April 10 (Bloomberg) -- AOL Inc. investor Starboard Value LP said the sale of patents to Microsoft Corp. doesn’t go far enough in solving the Internet company’s problems, urging it to find new ways to extract value from its advertising business.
Starboard asked AOL to return more cash to shareholders and reiterated plans to nominate candidates for AOL’s board, according to a letter from the investor to New York-based AOL today. Starboard first announced its plan to nominate five directors in February.
AOL said yesterday it agreed to sell more than 800 patents to Microsoft and license others in a transaction valued at $1.06 billion, triggering its biggest stock gain in more than two years. The company’s revenue has dropped 29 percent since it was spun off from Time Warner Inc. in late 2009, putting it under pressure from shareholders such as Starboard that say it needs to find ways to generate more revenue from its assets.
“The announced sale of the patents does little to address our serious concerns with the company’s poor operating performance and substantial losses in the display business,” Jeffrey C. Smith, Starboard’s co-founder and chief executive officer, said in the letter. “Management and the board have been unable to meaningfully improve profitability in the display business and unwilling to consider alternative strategies.”
Maureen Sullivan, an AOL spokeswoman, didn’t immediately return a call seeking comment.
AOL fell 6 percent to $24.82 at the close in New York after jumping 43 percent yesterday.
‘Dismal Track Record’
Starboard, which owns about 5.3 percent of AOL, estimates the company’s display-advertising business is losing more than $500 million a year, including $150 million in Patch, a distributor of local news.

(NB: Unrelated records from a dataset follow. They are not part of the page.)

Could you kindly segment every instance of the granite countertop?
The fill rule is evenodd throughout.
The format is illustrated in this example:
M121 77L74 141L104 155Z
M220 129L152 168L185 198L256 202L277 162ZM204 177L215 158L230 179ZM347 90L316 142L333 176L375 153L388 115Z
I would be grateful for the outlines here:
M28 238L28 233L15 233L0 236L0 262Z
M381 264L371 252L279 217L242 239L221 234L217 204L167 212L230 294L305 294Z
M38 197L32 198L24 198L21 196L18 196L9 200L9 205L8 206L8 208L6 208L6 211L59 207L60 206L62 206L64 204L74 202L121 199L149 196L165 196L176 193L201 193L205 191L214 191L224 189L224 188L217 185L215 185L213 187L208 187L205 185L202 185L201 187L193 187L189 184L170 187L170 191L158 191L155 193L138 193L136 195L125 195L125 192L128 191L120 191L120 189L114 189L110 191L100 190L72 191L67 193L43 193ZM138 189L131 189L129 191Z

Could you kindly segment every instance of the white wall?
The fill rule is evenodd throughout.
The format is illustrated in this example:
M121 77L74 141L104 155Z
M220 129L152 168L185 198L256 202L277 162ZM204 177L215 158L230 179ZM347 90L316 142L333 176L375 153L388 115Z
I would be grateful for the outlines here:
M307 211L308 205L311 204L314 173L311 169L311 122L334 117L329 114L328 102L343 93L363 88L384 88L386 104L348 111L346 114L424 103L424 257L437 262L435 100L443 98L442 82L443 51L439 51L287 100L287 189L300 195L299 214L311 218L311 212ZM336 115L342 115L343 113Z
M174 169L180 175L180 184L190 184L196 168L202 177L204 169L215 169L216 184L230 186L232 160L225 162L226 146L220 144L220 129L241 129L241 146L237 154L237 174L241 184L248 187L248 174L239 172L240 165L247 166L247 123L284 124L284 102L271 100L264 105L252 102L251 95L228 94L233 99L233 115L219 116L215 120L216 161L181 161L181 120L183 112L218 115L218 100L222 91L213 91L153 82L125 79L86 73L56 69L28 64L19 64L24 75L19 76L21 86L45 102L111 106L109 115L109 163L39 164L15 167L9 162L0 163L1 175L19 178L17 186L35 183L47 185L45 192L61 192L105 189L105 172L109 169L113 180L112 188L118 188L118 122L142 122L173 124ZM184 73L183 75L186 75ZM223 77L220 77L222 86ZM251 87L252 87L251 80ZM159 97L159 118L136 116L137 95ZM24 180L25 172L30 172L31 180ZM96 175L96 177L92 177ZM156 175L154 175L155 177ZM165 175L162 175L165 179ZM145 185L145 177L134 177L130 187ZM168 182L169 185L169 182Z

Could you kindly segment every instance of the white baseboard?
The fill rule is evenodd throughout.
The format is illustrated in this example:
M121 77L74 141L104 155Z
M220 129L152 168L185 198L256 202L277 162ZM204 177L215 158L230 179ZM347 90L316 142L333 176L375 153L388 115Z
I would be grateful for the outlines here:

Earnings before interest, taxes, depreciation and amortization, excluding losses from the display business, would have been $932.5 million in 2011, compared with the less than $400 million AOL reported, Smith said.
The New York-based firm also called for AOL to change a “dismal track record of capital allocation,” after the company said it would return a “significant portion” of the patent sale proceeds to shareholders.
“We do not understand why the company would only return a ’significant portion,’” Smith said. “Why wouldn’t the company simply return all of the proceeds?”